United States Parole Commission Extension Act of 2013
- Long title: To provide for the continued performance of the functions of the United States Parole Commission, and for other purposes.
- Enacted by: the 113th United States Congress

Citations
- Public law: Pub. L. 113–47 (text) (PDF)
- Statutes at Large: 127 Stat. 572

Codification
- Acts amended: Sentencing Reform Act of 1984
- U.S.C. sections amended: 18 U.S.C. § 3551, 18 U.S.C. ch. 311

Legislative history
- Introduced in the House as H.R. 3190 by Rep. Steve Chabot (R, OH-1) with 4 co-sponsors on September 26, 2013; Committee consideration by House Judiciary; House Subcommittee on Crime, Terrorism, Homeland Security and Investigations; Passed the House on October 14, 2013 (unanimous consent); Passed the Senate on October 30, 2013 (unanimous consent); Signed into law by President Barack Obama on October 31, 2013;

= United States Parole Commission Extension Act of 2013 =

The United States Parole Commission Extension Act of 2013 is a federal law that extended the existence of the United States Parole Commission an additional five years until November 2018. The law also requires the Commission to file a report with Congress on their activities.

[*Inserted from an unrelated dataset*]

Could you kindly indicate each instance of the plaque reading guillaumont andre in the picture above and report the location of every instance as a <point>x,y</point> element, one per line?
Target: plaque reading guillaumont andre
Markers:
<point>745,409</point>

The United States Parole Commission is the parole board responsible to grant or deny parole and to supervise those released on parole to incarcerated individuals who come under its jurisdiction. It is part of the United States Department of Justice.

==Provisions of the bill==
The United States Parole Commission Extension Act of 2013 extends the existence of the United States Parole Commission for another 5 years. It does this by amending the Sentencing Reform Act of 1984 ( note; Public law 98-473). The law requires the Parole Commission to write a report for the United States House Committee on the Judiciary and the United States Senate Committee on the Judiciary about the parole commission and its activities. Seventeen different items are required in this report, including information about the number of record reviews done, the number of offenders the commission has jurisdiction over, the number of hearings held, and their expenditures.

==Procedural history==
The United States Parole Commission Extension Act of 2013 was introduced into the United States House of Representatives on September 26, 2013 by Rep. Steve Chabot (R, OH-1). It was referred to the United States House Committee on the Judiciary and the United States House Judiciary Subcommittee on Crime, Terrorism, Homeland Security and Investigations. On October 14, 2013, the House voted to pass the bill by unanimous consent. The United States Senate voted on October 30, 2013 to pass the bill by unanimous consent, and the bill was signed into law by President Barack Obama on October 31, 2013, extending the life of the U.S. Parole Commission until November 2018.

==Debate and discussion==
Senator Patrick Leahy argued in favor of the bill for reasons of public safety. According to Leahy, "the consequences of failing to reauthorize the Commission would be dire," because without the Commission to provide parole hearings, 3,500 inmates would be released.